CINS: Cell Interaction Network inference from Single cell expression data
The authors present a tool by which using scRNA-Seq data, interactions between different cell types and the genes involved in those interactions can be inferred. The tool is initially showcased utilising human lung scRNA-Seq data for healthy controls vs an Idiopathic Pulmonary Fibrosis (IPF) cohort. This is furthered by application to murine lung samples from old and young murine models. Several significant cellular interactions generated from either application in the paper are shown such as the presence of Macrophage to Ciliated cell dependency in the human control cohort which is not present in IPF patients.
The authors openly acknowledge some of the short falls of this methodology which include the inability to include self-edges in the Bayesian Network (BN) meaning autocrine relationships cannot be inferred. Additionally, the BN is dependent on both the number of total samples and how many cells were profiled per sample for more robust network generation, which may impede analysis if the sample number is a limiting factor.
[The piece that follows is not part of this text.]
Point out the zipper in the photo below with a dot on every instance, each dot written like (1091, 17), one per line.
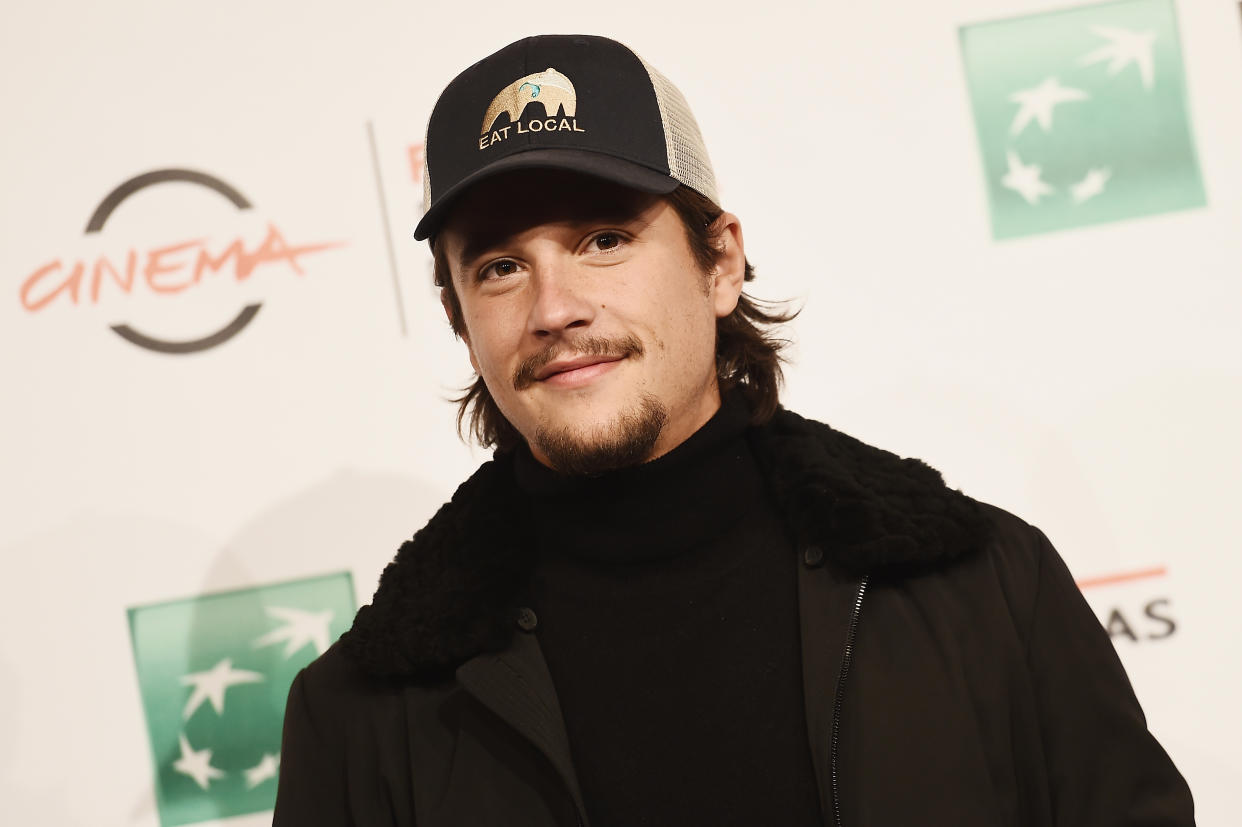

When the tool itself is applied within the paper a general critique would be the validation approach of the BN, only interactions generated by the BN are validated (which could be strengthened with additional literature references) however it may be advisable to generate a list of known interactions from published literature before any network generation and validate these entirely, this could show if any key known interactions are missing.
This paper provides a useful readily applicable tool to enable immunologists and other researchers to further utilise scRNA-Seq datasets. The components of the pipeline may not be individually novel but this does not detract from the final tool itself. A key benefit to this tool is that it can be applied ad-hoc to already generated samples without the requirement for any specific sample processing to be applied (which is the case for some other transcriptomic tools investigating cell-cell interaction). However, some of the limitations of the tool inevitably impact its significance, additionally the utilisation of this tool itself may not be readily understood by wet-lab based researchers and this can detract from its application.
Overall, this paper provides a tool which can aid in further studies by generating useful cell to cell interaction information.
Reviewed by Jonathan Hamp as part of the cross-institutional journal club of the Immunology Institute of the Icahn School of Medicine, Mount Sinai and the Kennedy Institute of Rheumatology, University of Oxford.